Here is a look at the other Kansas counties or KC metro area counties that received a ranking:

— Johnson County: A grade, with no orange, red or purple days.

— Sedgwick County: D grade, with eight orange days and no red or purple days

— Shawnee County: B grade, with one orange day and no red or purple days

— Sumner County: C grade, with five orange days and no red or purple days

— Trego County: A grade, with no orange, red or purple days

— Wyandotte County: B grade with one orange day, and no red or purple days

— Clay County, Mo.: F grade with 13 orange days, and no red or purple days

— Cass County, Mo.: A grade with no orange, red or purple days

The takeaway from that list is that Clay County — which has some of the big industry in Kansas City, including the Ford Motor plant — has some struggles with air pollution. Johnson County soccer parents, however, evidently have figured out how to run their SUVs on nonpolluting Starbucks coffee, because it ranks high both statewide and nationally.

I chatted briefly with an air quality official with the Kansas Department of Health and Environment. He told me there aren’t any plans to add an air monitoring station in Douglas County. The department does generally look at Leavenworth County to get an estimate of what air quality levels are in Douglas County.

This file photo from July 2015 shows a westward look across Lawrence, including the University of Kansas on Mount Oread, at the center-left, and Ninth Street stretching toward downtown Lawrence, at center-right.

This file photo from July 2015 shows a westward look across Lawrence, including the University of Kansas on Mount Oread, at the center-left, and Ninth Street stretching toward downtown Lawrence, at center-right. by Nick Krug

For a short period of time last decade, there was a monitoring station at the Lawrence Municipal Airport. The state placed the station there amid concern that air quality was declining in Douglas County and that Lawrence may need to be added to a special air quality district that encompasses Kansas City. If that had happened, local gasoline stations likely would have been required to sell a different formulation of fuel that would have increased costs. There were concerns that the financial impact to the county would have been $10 million or more due to the fuel change and other regulations that would have been required.

However, in 2007 we reported that the state removed the air monitoring station at the airport and determined that Douglas County air quality levels were fine. Lawrence was no longer at risk of being placed in the Kansas City district. There was some talk at the time of the county spending perhaps $100,000 to install its own air monitoring system to ensure that we had good data, but that never happened.

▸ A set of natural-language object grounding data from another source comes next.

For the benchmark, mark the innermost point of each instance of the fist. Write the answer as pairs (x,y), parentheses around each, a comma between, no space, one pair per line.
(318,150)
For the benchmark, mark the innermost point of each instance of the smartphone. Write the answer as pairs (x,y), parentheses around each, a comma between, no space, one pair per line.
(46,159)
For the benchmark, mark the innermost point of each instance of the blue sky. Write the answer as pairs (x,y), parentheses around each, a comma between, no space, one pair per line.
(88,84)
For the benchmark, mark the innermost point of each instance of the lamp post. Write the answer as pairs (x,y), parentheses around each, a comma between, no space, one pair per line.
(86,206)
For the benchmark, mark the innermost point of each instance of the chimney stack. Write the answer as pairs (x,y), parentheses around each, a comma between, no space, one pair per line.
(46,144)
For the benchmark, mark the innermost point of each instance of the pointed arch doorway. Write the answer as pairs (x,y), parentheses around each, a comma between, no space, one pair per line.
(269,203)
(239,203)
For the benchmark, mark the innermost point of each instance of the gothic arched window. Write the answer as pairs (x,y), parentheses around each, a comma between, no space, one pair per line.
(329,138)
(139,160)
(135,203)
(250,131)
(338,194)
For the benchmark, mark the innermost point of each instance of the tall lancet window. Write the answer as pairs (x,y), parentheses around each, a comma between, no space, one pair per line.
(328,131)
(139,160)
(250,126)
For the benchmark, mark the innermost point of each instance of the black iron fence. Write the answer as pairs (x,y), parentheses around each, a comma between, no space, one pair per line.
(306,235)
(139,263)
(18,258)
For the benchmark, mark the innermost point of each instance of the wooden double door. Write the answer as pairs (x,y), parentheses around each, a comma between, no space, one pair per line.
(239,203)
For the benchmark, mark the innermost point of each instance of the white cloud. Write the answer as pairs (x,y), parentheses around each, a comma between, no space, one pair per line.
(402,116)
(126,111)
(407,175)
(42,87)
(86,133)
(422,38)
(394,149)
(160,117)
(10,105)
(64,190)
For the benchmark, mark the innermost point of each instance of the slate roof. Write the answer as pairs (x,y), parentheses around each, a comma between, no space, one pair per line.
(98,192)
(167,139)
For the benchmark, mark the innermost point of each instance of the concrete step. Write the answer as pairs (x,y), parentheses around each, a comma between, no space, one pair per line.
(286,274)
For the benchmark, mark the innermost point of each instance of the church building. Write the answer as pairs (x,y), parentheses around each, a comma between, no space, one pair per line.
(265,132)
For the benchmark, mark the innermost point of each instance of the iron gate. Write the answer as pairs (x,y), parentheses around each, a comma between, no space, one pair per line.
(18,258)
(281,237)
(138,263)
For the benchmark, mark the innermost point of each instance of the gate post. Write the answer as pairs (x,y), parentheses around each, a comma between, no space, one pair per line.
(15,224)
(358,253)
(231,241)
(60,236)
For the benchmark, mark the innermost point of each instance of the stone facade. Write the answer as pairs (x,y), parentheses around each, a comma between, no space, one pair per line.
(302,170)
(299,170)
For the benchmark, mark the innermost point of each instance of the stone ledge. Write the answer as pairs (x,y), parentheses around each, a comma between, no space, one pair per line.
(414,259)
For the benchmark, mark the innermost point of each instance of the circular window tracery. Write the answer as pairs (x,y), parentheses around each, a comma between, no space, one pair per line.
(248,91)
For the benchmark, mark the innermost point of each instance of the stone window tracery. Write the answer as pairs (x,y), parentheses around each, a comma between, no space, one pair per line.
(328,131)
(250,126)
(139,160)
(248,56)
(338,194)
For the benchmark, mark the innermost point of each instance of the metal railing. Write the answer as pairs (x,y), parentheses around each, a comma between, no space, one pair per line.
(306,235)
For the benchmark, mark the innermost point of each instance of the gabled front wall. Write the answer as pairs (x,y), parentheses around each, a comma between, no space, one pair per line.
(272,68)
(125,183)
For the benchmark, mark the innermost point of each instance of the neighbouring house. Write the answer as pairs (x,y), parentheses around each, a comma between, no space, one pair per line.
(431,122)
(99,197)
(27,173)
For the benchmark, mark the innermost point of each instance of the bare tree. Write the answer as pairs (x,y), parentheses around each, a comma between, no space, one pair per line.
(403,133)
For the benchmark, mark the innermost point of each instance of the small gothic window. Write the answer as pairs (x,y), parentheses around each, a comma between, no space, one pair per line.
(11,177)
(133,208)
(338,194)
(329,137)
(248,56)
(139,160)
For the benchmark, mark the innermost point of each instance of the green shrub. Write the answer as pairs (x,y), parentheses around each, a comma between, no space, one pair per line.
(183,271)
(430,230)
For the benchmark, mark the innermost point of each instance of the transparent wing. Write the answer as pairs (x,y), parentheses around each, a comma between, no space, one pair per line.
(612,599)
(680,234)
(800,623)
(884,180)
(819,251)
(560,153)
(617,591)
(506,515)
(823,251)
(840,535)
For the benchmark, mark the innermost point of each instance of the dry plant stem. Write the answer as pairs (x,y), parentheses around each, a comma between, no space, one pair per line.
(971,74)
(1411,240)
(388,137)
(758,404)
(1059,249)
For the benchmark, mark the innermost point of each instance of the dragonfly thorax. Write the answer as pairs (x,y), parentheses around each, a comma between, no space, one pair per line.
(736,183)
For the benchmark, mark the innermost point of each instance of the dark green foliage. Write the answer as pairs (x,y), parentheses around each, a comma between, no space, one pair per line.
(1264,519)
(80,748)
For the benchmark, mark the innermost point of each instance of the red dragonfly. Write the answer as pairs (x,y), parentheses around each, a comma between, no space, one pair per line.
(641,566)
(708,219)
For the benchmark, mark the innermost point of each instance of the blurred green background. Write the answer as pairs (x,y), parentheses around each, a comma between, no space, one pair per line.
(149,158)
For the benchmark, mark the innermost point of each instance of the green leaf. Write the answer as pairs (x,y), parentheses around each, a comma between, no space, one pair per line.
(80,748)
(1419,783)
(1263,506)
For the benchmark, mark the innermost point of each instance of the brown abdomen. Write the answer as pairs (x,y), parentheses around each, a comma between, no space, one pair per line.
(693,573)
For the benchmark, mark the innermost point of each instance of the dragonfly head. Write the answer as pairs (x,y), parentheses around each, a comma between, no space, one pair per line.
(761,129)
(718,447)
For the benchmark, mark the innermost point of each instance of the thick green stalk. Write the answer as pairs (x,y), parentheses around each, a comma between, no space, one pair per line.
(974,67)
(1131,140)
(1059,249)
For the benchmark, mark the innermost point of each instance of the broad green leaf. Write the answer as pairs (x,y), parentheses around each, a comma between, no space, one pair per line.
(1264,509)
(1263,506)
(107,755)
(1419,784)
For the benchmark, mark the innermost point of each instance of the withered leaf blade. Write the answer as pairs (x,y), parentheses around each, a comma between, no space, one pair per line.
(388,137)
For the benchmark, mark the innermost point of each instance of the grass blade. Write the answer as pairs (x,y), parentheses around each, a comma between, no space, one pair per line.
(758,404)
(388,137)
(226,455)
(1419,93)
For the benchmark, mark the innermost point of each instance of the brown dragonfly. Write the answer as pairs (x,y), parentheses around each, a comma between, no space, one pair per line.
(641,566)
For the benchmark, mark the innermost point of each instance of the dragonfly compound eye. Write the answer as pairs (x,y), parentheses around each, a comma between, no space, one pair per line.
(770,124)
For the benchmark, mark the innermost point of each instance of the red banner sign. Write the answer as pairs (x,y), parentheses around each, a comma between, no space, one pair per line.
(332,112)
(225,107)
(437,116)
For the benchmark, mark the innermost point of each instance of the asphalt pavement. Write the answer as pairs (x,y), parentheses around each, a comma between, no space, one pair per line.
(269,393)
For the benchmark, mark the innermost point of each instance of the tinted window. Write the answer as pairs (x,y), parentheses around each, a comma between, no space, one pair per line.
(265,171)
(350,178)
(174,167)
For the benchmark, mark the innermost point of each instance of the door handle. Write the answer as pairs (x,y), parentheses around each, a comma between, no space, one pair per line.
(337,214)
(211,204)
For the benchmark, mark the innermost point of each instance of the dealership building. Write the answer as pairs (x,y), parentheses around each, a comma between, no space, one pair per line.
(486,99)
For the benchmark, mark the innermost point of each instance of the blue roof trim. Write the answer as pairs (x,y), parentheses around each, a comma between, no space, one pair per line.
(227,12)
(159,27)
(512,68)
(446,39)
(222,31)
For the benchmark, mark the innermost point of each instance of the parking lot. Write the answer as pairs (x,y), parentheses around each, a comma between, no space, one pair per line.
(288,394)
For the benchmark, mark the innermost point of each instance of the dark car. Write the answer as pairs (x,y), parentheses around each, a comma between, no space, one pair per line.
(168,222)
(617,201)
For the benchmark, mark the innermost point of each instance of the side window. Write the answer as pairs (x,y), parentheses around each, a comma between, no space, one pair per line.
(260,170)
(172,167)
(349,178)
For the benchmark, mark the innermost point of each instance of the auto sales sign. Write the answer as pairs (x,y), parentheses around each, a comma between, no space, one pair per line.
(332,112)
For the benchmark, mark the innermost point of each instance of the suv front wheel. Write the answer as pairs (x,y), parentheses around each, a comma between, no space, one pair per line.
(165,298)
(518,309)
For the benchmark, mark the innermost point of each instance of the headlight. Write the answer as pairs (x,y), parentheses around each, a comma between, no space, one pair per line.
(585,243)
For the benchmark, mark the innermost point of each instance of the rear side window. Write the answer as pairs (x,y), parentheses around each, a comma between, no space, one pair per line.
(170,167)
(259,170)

Doug Watson, environment program supervisor with KDHE, told me Lawrence isn’t at great risk of being added into the Kansas City district. That’s mainly because air quality levels have been improving in the Kansas City area.

As for the need for an local air monitoring station, that would be nice, but may not play a great role in keeping Lawrence out of the Kansas City district in the future. That’s because federal regulators don’t necessarily believe that Lawrence has polluted air that is drifting over to Kansas City. Instead, if Lawrence is contributing to Kansas City’s air quality problems it would be because of the high number of commuters from Lawrence into Kansas City each day.

Watson warned that if Kansas City’s numbers do reverse course and start to deteriorate, Lawrence could be back into the conversation because of those commuter numbers.

“We could have a couple of horrible, dry, stagnant summers and we would be back to talking about this again,” Watson said.

• Speaking of the state, a new report ranks Kansas low in terms of being a “green state.” The financial website WalletHub put together a report that looked at a variety of statistics related to energy efficiency, recycling, pollution and other such matters. Kansas ranked as the ninth least green state in the country.

In other words, Kansas ranked No. 42 on the list.

The report did provide some specifics for the Sunflower State. Here’s a look at Kansas’ rank in various categories:

— 19th in water quality

— 21st in gasoline consumption per capita

— 22nd in air quality

— 36th in energy consumption per capita

— 44th in nitrous-oxide emissions per capita

— 47th in number of LEED-certified buildings per capita

— 47th in energy-efficiency score

The report also has a category it calls “Climate-Change contributions rank,” which is a conglomeration of data about energy usage and certain types of emissions data. Kansas ranks seventh worst on that category.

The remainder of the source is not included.